I've said it before: this is not the picture of a state that's showing demonstrable progress getting its @#$% together on disciplined planning and advocacy. It points to the same underlying focus problems that have undercut their rate of progress with too many inefficiencies and too little attention to detail. The fact that they
are making progress in spite of that inefficiency is not an indicator that everything is going according to plan. They are carrying around a very high burn rate for the resources they are getting when so many details are left to chance and TBD's. A lot of other states with passenger rail dreams have upped their game on that whole "optimization" thing re: making a bang-for-buck funding pitch.
I keep citing Vermont as the local example they need to watch out for. VTrans is gift-wrapping the feds lowballed figures for rapid service starts on the Western Corridor, and they aren't letting stuff like "Gee, I didn't even check if VRS is a total clownshow at clearing the mainline within HOS or not...let's not follow-up on that at all" advise their bigger-ticket spending decisions.
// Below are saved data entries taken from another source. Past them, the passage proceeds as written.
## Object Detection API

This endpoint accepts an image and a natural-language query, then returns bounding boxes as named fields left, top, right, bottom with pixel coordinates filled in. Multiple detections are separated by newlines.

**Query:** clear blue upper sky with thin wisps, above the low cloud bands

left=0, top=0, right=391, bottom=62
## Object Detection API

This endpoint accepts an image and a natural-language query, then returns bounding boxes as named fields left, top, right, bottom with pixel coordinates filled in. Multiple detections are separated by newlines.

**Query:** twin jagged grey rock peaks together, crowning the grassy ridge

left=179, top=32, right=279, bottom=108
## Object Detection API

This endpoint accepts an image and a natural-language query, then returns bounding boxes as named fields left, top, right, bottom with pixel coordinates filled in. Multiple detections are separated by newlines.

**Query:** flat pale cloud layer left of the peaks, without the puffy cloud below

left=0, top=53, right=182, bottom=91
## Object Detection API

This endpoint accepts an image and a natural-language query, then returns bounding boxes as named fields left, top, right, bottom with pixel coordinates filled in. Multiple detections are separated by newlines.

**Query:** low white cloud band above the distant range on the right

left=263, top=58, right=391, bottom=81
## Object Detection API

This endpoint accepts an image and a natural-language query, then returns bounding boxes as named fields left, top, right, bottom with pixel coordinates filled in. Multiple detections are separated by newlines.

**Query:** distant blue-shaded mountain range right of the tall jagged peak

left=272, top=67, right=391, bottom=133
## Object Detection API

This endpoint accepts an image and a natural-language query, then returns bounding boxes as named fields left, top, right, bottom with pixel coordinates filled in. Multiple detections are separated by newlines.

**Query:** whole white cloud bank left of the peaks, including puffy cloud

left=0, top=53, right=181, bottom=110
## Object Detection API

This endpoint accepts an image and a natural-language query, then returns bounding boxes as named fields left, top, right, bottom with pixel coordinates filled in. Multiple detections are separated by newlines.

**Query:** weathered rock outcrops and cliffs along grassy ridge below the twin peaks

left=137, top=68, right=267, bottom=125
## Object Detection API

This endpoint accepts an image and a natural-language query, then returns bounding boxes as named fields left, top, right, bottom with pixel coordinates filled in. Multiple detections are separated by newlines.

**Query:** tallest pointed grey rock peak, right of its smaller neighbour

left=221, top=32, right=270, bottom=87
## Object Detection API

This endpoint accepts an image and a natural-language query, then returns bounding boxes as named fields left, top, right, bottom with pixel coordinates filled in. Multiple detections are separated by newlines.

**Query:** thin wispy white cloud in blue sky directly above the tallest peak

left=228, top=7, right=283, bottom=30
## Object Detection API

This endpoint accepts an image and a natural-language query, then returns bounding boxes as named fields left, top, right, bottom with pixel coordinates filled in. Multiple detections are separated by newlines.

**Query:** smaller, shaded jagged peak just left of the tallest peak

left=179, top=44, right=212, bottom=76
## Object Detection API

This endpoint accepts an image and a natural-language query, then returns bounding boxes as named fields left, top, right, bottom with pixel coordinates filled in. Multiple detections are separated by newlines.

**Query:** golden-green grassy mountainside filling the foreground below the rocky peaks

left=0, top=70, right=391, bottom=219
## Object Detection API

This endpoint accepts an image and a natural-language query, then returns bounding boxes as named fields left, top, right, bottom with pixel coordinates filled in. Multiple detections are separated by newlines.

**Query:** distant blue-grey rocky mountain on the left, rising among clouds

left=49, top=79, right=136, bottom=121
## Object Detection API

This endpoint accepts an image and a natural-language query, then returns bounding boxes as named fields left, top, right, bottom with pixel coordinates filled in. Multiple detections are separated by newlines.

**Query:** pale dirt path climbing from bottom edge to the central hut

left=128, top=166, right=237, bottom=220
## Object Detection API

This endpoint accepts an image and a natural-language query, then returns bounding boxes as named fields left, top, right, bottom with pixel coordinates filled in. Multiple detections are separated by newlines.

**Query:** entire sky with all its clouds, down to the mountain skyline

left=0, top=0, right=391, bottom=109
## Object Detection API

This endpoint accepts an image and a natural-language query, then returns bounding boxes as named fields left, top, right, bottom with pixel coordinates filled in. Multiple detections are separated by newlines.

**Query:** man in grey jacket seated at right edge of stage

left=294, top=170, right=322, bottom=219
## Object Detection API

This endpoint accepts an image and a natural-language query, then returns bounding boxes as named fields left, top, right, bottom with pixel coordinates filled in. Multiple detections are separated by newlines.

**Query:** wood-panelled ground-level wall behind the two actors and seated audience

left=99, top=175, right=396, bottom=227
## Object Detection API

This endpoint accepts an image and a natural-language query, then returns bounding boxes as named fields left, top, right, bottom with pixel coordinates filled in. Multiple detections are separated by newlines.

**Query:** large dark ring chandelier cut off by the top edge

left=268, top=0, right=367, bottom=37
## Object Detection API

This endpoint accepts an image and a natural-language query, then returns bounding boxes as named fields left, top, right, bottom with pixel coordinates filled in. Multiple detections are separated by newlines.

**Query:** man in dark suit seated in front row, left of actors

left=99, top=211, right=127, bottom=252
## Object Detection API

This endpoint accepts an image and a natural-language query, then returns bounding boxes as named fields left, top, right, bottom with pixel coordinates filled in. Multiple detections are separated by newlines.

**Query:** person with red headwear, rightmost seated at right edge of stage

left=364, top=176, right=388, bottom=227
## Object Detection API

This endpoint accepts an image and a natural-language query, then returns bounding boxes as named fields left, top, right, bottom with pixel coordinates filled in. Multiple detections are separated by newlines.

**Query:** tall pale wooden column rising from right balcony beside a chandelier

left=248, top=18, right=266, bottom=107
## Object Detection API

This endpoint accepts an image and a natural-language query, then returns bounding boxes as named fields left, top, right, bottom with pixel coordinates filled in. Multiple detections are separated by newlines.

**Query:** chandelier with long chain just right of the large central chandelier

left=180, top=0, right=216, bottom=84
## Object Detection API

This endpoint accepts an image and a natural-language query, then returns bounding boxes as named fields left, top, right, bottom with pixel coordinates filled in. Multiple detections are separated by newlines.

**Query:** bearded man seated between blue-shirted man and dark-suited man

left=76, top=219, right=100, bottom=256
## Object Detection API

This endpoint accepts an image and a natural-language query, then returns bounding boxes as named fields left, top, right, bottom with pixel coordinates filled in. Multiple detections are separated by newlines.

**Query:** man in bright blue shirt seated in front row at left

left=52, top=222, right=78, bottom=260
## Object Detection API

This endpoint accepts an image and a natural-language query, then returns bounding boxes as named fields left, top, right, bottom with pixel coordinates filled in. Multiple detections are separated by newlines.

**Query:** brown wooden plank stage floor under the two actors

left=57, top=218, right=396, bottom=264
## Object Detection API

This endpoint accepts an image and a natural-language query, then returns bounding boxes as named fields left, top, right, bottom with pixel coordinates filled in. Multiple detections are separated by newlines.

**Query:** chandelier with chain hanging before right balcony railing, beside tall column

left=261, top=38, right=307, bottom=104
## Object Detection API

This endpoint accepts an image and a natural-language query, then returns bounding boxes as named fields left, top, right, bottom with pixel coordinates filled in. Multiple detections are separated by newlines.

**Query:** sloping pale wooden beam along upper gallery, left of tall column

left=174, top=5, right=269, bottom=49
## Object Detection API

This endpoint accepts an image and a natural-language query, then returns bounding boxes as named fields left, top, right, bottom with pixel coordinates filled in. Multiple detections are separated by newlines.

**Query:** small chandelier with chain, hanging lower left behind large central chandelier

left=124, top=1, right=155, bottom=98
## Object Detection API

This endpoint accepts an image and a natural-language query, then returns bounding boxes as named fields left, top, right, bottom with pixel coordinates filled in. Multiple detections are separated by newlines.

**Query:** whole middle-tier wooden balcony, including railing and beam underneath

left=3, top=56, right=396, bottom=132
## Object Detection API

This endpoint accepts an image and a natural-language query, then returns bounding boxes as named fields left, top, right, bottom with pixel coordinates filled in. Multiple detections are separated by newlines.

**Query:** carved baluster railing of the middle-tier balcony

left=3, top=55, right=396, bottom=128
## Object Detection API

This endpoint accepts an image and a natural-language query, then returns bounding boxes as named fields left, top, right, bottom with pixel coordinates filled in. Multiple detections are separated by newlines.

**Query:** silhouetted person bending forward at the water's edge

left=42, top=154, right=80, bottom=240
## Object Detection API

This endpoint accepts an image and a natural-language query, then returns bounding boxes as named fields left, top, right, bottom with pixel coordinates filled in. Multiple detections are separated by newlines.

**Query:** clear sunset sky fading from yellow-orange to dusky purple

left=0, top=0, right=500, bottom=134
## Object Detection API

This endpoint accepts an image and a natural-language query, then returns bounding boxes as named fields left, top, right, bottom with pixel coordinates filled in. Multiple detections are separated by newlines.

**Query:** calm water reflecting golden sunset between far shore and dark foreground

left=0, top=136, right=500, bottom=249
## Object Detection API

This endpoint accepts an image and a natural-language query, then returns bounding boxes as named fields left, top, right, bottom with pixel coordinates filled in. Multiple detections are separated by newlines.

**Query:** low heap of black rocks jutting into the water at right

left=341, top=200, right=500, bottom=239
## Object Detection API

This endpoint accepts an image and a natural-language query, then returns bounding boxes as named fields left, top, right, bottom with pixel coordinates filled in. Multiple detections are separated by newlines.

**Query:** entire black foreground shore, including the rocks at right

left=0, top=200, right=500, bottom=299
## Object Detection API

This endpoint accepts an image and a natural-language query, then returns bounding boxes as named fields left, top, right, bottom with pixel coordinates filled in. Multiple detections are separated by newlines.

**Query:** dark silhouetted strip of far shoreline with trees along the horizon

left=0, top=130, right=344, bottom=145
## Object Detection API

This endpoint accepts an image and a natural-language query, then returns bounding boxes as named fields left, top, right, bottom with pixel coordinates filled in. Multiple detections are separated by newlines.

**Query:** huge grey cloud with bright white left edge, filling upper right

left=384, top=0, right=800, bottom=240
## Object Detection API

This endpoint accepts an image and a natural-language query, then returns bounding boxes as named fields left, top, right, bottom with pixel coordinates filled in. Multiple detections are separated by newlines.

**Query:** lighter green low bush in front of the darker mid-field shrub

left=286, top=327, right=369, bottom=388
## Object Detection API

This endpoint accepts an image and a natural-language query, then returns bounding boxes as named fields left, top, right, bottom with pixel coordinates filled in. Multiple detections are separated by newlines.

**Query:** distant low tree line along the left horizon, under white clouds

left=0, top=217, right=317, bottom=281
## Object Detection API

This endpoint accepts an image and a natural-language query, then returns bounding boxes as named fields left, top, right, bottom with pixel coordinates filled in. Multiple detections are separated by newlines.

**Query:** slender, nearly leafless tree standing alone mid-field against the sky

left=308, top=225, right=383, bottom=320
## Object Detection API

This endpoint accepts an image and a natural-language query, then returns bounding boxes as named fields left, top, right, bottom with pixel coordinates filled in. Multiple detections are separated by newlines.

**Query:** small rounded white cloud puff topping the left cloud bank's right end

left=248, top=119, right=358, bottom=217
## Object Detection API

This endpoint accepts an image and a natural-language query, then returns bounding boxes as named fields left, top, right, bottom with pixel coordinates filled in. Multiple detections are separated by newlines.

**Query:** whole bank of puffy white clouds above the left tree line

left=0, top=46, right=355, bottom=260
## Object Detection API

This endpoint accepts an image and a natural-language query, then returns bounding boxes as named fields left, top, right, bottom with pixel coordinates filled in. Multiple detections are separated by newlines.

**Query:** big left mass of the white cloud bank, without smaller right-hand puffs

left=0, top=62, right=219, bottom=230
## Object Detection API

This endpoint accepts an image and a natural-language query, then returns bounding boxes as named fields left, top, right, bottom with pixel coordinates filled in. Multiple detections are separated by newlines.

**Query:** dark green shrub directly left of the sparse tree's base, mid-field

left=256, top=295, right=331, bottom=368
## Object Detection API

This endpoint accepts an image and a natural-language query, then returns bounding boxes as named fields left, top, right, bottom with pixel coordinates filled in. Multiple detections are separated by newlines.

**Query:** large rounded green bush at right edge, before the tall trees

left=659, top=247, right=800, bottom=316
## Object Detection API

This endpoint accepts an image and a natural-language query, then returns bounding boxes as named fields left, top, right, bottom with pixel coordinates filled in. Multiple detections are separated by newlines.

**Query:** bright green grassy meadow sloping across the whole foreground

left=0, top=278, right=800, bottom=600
Do you know how many state-sponsored passenger rail proposals are sitting around in conceptual study waiting for this Ethan Allen extension to prove itself 'the' bellweather template to follow for maxing out their chances in a crowded pool chasing limited bucks?
The Downeaster cannot compete with sales pitches like that year-in/year-out if the half-baked assumptions and placeholders behind these grants are their idea of greater "optimization". They're not going to get $10M for the next urgently needed passing siding if they can't show the math better than this. It's not a static playing field; the project competition for grants is getting too much smarter too much faster for this kind of inattention to detail to keep their window propped open. If they want to be "optimal"...show discipline as a future predictor of bang-for-buck. These grants aren't an auspicious start for that.